COUR D'APPEL DE VERSAILLES

Chambre commerciale 3-2

N° RG 24/05313 - N° Portalis DBV3-V-B7I-WWMW

Nature de l'acte de saisine : Déclaration d'appel valant inscription au rôle

Date de l'acte de saisine : 05 Août 2024

Date de saisine : 06 Août 2024

Nature de l'affaire : Demande d'ouverture de la procédure de liquidation judiciaire

Décision attaquée : n° 2024P00795 rendue par le Tribunal de Commerce de NANTERRE le 25 Juillet 2024

Appelante :

S.A.S.U. AD HUMAN SERVICES, représentant : Me Pierre BELEBENIE, Plaidant, avocat au barreau de PARIS - représentant : Me Yasmina DAHGANE-GUILLAUME, Plaidant/Postulant, avocat au barreau de VAL D'OISE, vestiaire : 42

Intimées :

Organisme UNION DE RECOUVREMENT DES COTISATIONS DE SECURITE SOCIALE ET D'ALLOCATIONS FAMILIALES - URSSAF IDF pris en la personne de son représentant légal domicilié audit siège, en cette qualité.

représentant : Me Christophe DEBRAY, Plaidant/Postulant, avocat au barreau de VERSAILLES, vestiaire : 627 - N° du dossier 24344

S.E.L.A.R.L. [Z] [N] ès qualités de Liquidateur judiciaire de la société AD HUMAN SERVICES,

représentant : Me Olivier PECHENARD de la SELARL PBM AVOCATS, Plaidant, avocat au barreau de PARIS, vestiaire : B0899 - représentant : Me Oriane DONTOT de la SELARL JRF & TEYTAUD SALEH, Plaidant/Postulant, avocat au barreau de VERSAILLES, vestiaire : 617 - N° du dossier 20240653

LE PROCUREUR GENERAL

ORDONNANCE DE CADUCITÉ

(Article 906-2 al.5 du code de procédure civile)

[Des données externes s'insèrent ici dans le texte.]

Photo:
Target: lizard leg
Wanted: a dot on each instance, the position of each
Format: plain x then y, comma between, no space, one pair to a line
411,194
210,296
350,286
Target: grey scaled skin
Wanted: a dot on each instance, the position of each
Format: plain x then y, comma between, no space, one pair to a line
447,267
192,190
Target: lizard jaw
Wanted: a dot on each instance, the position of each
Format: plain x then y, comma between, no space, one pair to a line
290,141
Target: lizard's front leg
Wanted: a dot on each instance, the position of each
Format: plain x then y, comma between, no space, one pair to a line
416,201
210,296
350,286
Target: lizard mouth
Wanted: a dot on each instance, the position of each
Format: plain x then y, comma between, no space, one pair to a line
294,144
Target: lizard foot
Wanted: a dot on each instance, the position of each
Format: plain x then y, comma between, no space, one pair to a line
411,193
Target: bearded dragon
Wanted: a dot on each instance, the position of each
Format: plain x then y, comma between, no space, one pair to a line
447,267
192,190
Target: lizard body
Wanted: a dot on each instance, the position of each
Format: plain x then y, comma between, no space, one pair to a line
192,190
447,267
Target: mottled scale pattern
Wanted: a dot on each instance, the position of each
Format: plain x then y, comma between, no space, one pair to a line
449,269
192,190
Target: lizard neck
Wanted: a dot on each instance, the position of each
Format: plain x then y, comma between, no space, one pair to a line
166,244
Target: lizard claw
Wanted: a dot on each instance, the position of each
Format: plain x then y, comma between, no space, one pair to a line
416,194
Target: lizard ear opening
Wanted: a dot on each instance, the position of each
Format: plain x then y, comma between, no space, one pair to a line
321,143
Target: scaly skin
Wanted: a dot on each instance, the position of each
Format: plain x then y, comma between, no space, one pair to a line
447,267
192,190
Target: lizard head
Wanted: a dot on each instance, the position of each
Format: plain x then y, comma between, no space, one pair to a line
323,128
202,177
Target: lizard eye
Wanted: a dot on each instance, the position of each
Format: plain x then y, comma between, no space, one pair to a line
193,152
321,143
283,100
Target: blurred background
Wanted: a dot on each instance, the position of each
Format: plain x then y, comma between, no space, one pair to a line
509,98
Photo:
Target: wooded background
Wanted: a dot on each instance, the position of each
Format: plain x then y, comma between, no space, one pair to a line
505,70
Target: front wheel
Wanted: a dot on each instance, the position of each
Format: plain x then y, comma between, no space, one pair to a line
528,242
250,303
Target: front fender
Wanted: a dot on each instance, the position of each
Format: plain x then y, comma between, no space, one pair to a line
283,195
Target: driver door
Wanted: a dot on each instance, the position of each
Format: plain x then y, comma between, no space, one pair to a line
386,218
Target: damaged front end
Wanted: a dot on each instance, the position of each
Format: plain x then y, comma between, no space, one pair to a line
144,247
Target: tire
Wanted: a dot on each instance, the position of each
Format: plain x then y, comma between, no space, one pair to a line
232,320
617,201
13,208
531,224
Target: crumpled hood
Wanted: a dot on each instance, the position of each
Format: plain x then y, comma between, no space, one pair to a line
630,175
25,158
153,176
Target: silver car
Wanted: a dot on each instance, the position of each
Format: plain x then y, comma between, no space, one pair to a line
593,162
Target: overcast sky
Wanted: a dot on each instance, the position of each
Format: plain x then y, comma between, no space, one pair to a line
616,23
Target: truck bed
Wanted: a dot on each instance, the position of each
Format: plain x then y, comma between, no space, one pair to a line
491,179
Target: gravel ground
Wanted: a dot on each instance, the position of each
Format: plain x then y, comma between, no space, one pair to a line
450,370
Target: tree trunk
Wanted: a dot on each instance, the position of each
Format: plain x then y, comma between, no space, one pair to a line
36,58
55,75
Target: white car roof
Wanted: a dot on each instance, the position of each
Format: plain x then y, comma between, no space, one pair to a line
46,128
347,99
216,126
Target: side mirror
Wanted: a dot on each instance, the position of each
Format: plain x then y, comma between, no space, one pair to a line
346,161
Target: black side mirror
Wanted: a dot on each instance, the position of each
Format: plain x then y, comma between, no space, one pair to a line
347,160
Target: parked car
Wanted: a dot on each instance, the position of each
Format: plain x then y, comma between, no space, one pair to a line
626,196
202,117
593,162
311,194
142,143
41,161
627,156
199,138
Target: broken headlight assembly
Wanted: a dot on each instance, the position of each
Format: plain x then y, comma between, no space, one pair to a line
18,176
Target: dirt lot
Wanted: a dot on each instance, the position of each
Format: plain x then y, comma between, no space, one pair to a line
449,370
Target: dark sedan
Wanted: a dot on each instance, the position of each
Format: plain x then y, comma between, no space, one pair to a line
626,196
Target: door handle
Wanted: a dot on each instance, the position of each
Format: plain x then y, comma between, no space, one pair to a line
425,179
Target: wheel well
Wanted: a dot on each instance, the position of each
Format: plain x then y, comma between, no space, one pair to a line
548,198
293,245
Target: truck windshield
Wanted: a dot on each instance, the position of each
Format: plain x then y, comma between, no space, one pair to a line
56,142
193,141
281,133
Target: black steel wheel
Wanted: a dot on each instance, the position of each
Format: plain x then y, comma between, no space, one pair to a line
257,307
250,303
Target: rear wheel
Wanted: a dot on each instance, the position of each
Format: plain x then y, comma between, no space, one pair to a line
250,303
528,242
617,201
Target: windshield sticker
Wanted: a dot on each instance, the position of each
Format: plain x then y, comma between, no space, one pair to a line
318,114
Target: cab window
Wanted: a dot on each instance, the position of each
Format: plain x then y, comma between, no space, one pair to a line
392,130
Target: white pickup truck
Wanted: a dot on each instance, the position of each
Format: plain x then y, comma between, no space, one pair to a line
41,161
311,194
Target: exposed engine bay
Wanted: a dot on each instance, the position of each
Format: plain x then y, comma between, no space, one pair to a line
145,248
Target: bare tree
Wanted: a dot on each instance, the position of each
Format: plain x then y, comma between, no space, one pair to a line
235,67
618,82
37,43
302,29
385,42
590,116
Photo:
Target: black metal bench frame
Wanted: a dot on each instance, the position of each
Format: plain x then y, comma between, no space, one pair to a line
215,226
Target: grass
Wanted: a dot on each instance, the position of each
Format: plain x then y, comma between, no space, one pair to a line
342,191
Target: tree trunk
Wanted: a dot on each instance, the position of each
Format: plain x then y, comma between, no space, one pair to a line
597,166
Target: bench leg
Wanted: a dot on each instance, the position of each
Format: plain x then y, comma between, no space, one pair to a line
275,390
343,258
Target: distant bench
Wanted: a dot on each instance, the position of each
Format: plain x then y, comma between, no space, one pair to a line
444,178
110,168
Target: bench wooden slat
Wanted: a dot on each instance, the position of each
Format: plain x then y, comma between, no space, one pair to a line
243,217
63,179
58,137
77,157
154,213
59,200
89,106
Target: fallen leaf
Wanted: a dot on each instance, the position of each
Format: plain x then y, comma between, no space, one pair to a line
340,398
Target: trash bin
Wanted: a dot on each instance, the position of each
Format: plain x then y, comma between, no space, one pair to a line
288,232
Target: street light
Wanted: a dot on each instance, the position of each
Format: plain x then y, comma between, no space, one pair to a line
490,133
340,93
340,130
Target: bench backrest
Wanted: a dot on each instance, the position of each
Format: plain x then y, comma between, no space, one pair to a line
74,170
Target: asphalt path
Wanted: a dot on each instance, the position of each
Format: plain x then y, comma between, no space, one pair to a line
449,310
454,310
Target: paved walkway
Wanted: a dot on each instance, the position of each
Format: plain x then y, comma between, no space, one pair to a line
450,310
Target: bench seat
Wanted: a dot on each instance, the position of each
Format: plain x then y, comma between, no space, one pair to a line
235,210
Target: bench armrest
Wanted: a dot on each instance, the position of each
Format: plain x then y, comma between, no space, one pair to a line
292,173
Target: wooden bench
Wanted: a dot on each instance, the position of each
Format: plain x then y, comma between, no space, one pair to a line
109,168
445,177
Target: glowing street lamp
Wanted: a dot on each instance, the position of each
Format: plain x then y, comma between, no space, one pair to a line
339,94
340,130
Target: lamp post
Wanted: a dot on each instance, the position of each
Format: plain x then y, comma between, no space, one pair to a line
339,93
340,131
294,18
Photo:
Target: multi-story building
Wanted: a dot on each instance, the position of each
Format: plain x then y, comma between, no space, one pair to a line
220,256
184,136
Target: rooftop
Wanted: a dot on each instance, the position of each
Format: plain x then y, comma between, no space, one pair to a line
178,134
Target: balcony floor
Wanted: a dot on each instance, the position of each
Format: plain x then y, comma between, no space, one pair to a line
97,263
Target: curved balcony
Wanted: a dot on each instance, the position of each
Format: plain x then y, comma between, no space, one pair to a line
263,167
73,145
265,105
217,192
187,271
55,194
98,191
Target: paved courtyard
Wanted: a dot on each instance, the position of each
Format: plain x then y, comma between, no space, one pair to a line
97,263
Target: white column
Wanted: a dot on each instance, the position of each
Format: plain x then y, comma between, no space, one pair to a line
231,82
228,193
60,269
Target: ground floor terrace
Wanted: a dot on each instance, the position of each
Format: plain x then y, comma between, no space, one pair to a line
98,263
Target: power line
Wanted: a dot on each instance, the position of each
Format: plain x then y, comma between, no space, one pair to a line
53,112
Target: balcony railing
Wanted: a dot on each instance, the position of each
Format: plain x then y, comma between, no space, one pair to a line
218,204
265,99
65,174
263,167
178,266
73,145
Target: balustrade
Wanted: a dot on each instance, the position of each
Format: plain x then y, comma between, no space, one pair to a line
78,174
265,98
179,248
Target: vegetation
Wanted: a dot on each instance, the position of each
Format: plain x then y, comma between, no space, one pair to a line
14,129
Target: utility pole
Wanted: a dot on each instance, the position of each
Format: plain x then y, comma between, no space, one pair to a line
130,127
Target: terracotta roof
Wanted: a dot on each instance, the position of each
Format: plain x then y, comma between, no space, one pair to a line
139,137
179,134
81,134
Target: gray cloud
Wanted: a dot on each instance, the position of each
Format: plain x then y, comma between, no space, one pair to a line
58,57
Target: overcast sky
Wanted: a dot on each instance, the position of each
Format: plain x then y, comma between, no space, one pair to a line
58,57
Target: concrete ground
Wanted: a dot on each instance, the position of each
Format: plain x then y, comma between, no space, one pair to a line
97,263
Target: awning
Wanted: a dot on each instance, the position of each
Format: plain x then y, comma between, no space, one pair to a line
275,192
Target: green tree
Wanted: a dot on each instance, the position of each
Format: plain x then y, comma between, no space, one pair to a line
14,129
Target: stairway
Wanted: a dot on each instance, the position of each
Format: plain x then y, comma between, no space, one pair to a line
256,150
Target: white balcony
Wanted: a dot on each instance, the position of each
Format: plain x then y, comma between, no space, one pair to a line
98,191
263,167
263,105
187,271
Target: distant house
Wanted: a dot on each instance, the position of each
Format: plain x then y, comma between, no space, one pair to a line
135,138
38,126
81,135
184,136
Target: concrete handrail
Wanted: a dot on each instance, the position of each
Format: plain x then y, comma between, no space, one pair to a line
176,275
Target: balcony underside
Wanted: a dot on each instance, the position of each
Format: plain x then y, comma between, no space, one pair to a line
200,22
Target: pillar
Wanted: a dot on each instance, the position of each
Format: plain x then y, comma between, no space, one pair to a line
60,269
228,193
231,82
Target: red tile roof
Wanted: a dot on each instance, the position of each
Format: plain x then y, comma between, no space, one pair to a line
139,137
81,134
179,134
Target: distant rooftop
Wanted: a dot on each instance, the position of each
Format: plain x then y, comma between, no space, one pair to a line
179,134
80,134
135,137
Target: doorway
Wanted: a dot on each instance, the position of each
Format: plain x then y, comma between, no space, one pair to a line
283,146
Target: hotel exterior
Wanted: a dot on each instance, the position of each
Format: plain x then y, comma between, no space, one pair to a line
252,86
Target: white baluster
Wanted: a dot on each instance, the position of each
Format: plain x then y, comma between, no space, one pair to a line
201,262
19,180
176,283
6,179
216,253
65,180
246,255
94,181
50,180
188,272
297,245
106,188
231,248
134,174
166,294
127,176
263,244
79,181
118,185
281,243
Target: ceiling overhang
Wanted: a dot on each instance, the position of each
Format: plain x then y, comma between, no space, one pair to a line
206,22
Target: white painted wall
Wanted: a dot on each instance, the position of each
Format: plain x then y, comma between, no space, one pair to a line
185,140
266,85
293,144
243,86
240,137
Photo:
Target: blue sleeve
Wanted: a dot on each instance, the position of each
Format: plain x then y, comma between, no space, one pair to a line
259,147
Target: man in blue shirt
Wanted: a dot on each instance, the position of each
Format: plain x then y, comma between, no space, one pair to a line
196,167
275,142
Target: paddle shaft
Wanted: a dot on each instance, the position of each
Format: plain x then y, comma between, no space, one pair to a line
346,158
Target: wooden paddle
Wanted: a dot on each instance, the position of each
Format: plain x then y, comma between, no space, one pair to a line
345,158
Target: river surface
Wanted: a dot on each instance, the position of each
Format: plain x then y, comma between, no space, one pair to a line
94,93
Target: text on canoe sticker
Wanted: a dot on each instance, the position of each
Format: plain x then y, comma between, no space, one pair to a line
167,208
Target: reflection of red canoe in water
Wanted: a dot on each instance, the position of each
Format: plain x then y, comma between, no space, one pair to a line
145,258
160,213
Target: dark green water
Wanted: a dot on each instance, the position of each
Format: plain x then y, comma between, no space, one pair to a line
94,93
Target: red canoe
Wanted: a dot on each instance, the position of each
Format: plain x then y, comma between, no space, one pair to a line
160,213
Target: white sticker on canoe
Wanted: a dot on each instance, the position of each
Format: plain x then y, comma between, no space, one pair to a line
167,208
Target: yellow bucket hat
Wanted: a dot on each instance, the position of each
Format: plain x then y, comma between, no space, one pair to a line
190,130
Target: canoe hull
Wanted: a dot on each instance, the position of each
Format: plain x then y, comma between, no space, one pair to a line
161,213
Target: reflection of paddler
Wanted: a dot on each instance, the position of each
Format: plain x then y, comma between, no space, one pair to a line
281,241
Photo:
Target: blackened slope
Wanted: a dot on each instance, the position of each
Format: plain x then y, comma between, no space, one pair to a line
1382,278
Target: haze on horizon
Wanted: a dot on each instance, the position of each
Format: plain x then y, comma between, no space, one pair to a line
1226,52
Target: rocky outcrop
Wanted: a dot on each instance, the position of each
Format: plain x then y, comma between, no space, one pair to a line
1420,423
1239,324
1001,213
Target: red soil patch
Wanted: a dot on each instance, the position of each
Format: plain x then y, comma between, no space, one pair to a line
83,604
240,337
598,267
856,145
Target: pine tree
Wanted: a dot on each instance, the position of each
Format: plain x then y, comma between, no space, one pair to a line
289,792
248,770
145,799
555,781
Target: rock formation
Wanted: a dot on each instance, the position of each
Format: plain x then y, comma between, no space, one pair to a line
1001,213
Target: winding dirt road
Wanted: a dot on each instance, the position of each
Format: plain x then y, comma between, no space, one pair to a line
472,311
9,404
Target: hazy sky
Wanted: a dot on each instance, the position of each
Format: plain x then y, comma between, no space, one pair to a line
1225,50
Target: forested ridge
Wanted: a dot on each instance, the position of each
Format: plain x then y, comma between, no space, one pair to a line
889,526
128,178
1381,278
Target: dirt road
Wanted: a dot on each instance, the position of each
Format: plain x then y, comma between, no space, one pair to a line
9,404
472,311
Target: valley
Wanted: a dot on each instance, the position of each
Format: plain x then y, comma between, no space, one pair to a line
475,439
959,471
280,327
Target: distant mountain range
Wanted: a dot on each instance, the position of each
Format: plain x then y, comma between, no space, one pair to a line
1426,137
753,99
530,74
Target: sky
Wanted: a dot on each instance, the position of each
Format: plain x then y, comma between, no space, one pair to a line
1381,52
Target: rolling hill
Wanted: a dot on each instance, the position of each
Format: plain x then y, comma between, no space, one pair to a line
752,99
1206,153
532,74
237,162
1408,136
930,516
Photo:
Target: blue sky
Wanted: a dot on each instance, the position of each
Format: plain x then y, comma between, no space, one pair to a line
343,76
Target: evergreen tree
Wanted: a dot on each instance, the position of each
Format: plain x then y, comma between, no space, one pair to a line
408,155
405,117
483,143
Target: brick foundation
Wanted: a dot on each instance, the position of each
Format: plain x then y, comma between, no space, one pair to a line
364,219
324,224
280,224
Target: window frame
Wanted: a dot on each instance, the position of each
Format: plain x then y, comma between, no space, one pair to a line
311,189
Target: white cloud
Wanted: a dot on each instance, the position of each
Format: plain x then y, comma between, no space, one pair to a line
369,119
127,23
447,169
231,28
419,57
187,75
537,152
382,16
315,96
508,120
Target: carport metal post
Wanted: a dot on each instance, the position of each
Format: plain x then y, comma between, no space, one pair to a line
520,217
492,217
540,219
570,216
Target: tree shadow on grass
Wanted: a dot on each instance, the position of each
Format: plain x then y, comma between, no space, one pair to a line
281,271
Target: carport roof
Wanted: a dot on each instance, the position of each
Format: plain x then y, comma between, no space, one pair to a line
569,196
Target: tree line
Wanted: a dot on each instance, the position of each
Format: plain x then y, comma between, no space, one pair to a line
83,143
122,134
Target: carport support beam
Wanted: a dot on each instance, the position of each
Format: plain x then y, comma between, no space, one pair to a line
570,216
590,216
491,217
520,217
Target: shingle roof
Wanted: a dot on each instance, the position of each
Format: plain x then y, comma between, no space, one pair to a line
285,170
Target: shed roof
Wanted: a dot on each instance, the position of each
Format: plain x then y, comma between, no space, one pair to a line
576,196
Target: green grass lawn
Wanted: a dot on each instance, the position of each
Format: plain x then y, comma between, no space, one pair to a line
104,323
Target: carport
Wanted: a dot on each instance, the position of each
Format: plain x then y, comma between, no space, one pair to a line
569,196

Nous, Cyril ROTH, président de la chambre 3-2

Assisté de Françoise DUCAMIN, Greffière,

Vu l'article 906-2 al.5 du code de procédure civile,

Vu la demande d'observations écrites en date du 02 Septembre 2024

Le 25 juillet 2024, sur assignation de l'URSSAF d'Ile-de-France, le tribunal de commerce de Nanterre a ouvert la liquidation judiciaire de la société Ad Human Service et nommé la société [Z] [N] liquidateur.

Le 5 août 2024, la société débitrice a interjeté appel de ce jugement.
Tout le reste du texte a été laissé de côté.